The Hong Kong police seized control of a street on Wednesday that had served for two months as a base camp for pro-democracy protesters, who were forced into retreat after a night of clashes, pepper spray and more than 100 arrests.
The police removed, for now at least, a protest camp that had attracted many of the pro-democracy movement’s most combative voices. By noon, dozens of protesters watched quietly as officers dismantled the barricades that had protected the camp.
Early on Wednesday morning, lines of officers gathered in the neighborhood of Mong Kok and, after clashes with foot-dragging protesters, moved remorselessly down Nathan Road, clearing the street camp that had been established there since late September.
The previous night, however, the protesters had forced the police back, and officers had used batons and pepper spray to subdue the thousands of protesters who surged in, trying to defend their base in Mong Kok, a crammed, neon-lit shopping and entertainment district.
As the police moved to take control of Nathan Road, two student protest leaders, Lester Shum and Joshua Wong, were arrested, according to a statement on the Facebook page of the Hong Kong Federation of Students. Mr. Wong, 18, who helped start the citywide protests two months ago after climbing over a fence into the city government’s main office complex, was featured on the cover of Time magazine in October.
Hundreds of officers had assembled on Tuesday to enforce a court injunction demanding that protesters stop blocking Argyle Street in Mong Kok. Two sites in other parts of Hong Kong are also occupied by protesters, who are demanding fully democratic elections for the city’s leader.
On Tuesday, as has happened repeatedly since the street demonstrations erupted, the police had difficulty maintaining control after initially dispersing the crowds.

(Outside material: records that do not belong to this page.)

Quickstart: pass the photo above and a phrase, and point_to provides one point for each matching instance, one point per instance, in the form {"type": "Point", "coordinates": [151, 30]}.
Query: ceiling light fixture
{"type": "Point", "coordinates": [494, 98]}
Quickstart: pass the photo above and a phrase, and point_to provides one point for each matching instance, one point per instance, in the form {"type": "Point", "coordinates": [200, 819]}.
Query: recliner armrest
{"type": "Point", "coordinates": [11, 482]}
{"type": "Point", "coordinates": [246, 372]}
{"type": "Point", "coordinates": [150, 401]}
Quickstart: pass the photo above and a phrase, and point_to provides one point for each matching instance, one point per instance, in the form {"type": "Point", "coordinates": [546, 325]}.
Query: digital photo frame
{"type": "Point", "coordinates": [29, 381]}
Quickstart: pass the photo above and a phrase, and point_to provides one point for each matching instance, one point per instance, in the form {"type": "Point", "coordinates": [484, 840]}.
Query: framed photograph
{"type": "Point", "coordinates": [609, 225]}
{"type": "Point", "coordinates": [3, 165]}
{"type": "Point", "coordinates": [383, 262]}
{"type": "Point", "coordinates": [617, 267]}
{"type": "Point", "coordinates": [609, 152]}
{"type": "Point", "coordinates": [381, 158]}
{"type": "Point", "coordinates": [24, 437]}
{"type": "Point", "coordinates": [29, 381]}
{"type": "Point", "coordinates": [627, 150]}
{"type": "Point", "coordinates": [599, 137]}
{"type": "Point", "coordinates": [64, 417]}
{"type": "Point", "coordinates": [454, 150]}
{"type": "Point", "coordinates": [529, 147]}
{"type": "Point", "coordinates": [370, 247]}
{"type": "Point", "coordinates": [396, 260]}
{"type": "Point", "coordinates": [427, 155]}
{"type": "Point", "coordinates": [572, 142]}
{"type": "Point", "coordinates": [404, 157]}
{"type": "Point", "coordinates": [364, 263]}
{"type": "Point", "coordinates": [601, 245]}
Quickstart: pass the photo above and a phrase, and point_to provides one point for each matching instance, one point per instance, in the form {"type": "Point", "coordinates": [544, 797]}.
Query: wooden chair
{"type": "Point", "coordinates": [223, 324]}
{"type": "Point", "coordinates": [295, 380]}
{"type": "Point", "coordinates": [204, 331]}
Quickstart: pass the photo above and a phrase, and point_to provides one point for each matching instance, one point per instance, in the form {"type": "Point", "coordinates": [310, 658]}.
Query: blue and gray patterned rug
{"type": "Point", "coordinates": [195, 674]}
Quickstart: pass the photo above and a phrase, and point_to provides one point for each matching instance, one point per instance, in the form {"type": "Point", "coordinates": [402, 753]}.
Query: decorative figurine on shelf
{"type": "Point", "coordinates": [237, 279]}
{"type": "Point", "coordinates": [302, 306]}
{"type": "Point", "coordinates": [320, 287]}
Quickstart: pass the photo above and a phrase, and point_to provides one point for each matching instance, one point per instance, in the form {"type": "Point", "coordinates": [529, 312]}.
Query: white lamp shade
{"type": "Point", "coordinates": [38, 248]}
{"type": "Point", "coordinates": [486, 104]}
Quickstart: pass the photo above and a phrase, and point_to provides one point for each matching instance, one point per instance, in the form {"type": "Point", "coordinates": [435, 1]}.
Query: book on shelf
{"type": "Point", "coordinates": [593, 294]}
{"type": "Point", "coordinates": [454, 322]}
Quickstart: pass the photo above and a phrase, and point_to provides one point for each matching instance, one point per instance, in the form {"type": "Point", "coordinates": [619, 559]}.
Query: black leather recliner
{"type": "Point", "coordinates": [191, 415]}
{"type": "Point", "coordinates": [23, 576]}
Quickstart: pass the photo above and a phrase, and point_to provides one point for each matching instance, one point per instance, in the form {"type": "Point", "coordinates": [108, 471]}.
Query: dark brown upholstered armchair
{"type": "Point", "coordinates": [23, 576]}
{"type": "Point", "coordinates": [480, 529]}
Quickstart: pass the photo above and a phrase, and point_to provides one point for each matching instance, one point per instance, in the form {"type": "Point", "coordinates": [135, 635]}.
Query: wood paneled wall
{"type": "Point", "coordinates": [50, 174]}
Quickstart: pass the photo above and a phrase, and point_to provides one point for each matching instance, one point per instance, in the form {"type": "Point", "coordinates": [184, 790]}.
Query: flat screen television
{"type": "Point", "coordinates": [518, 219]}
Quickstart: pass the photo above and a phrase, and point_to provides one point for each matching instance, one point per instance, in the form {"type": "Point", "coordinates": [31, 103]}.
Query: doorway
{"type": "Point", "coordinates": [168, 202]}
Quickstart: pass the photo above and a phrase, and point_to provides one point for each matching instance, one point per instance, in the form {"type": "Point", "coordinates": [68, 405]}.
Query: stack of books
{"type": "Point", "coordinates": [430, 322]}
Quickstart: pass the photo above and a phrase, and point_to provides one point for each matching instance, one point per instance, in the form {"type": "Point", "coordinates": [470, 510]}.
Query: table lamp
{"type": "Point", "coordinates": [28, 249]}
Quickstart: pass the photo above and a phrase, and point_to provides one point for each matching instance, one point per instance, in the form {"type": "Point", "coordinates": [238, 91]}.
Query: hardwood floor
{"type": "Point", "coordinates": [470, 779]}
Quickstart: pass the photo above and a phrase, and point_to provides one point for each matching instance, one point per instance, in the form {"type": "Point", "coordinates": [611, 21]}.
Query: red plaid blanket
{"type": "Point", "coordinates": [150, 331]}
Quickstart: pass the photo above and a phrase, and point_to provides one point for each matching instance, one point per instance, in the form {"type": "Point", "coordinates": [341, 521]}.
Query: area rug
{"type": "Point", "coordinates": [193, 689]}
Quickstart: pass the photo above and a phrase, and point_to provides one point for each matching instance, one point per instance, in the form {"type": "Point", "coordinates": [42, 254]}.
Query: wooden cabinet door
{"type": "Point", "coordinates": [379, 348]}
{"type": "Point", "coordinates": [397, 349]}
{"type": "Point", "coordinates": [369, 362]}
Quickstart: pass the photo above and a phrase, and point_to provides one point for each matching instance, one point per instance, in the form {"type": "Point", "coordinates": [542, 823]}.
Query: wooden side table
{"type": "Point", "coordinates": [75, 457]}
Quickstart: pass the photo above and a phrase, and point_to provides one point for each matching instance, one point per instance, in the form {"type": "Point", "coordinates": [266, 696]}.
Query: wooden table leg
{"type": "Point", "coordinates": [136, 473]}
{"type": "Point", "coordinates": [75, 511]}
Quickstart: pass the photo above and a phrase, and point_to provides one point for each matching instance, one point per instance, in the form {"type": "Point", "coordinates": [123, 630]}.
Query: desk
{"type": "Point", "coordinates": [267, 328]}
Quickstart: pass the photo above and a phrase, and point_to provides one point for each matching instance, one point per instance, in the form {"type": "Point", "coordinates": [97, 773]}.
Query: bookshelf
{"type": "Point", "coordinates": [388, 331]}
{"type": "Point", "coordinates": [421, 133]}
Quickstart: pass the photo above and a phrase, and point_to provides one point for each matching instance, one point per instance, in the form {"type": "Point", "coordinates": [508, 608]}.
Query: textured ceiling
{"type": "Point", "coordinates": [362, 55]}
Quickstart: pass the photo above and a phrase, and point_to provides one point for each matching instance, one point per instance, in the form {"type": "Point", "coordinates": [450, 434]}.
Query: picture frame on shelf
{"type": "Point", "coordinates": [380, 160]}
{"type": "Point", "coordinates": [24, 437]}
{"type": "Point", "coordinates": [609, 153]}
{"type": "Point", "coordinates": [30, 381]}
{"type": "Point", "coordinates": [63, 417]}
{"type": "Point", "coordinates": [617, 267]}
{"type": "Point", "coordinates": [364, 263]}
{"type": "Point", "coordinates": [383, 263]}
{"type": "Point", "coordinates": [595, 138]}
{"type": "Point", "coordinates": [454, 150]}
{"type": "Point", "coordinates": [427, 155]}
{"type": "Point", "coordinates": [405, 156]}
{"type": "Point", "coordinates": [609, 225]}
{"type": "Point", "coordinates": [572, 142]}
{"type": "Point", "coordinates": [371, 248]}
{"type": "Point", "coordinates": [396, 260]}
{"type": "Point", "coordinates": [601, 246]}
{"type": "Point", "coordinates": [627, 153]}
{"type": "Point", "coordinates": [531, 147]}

In the afternoon, the police encountered growing resistance from protesters and dragged off some of the people who had not left the area set for clearance. Protesters and onlookers massed outside a mall near the cleared street, and the police formed lines to try to get the growing crowd to move on, producing tense, chaotic scenes in the crammed area. By dusk, growing crowds of demonstrators had surged in, and Mong Kok erupted into a night of chaotic clashes.
“The protests have been losing steam in the past few days, but because of the police clearance, more people have come out today,” said Bruce Lee, 38, a construction worker who was among the protesters. “The government has ceded no ground, offered no concession to us. We will not retreat.”
The confrontations rumbled late into the night, with crowds behind improvised barricades facing lines of police officers who used nozzles to disperse pepper spray. But the protesters remained defiant, taunting and berating the officers. The two-day operation led to 148 arrests, according to a police spokesman, Hui Chun-tak, who said that people had “had enough” after two months of street blockades.
“I’m here to protect my daughter and the revolution,” said Eric Leung, a postman, standing next to his daughter, a student protester. “We can’t lose Mong Kok. If we do, we must come back.”
Protesters hit by pepper spray were carried back from barricades, and elsewhere the police pulled down people who taunted them. Some protesters left to catch the last trains, but thousands remained.
As the working day got underway on Wednesday, Nathan Road was strewn with debris and sleeping protesters, exhausted after the long night of see-saw confrontations with the police. At the intersections that had been the site of fierce stand-offs, fewer police officers and protesters were seen. But at one end of the road, new cordons of the police gathered, then moved into the protest site to help bailiffs prepare to enforce the court injunction and ensure that the demonstrators left.
Initially, that operation was trouble-free. “We’re all so tired,” said Cheng Chung-tai, a teacher at Hong Kong Polytechnic University who is a member of Civic Passion, a political group that has urged defending the Mong Kok site. “Some of us are quite worried that we won’t be able to hold here for another night. There weren’t enough people here last night.”
Many on Nathan Road appeared resigned to departing. Yet a minority, which has been especially vocal at the Mong Kok site, argued that only continued defiance could win concessions from the government. As the police tried to clear the street mid-morning, hundreds of protesters resisted, and clashes erupted. A struggle ensued, with the police in helmets and protective vests first plunging forward, then retreating before the shouts of the crowd.
“If there is enough of a public backlash against the police actions last night, we might be able to come back,” said Anthony Lam, a computer technician who was packing up a tent. “Only if there is enough public anger will there be enough people here to reoccupy somewhere.”
The demonstrators want the Chinese government to open elections for the city’s leader, or chief executive, to candidates who have not been screened by Beijing. In recent weeks, the loosely organized protest movement has become polarized between moderates, mostly student leaders and older politicians, and more zealous activists.
Mong Kok has seen some of the worst clashes of the protests, which have generally been nonviolent. An attempt by the police to clear the site on Oct. 17 ended in humiliation when thousands of protesters surged in and forced the officers to withdraw. Earlier in October, groups of men, some later identified by the police as members of criminal gangs, attacked protesters there in a failed effort to scatter them.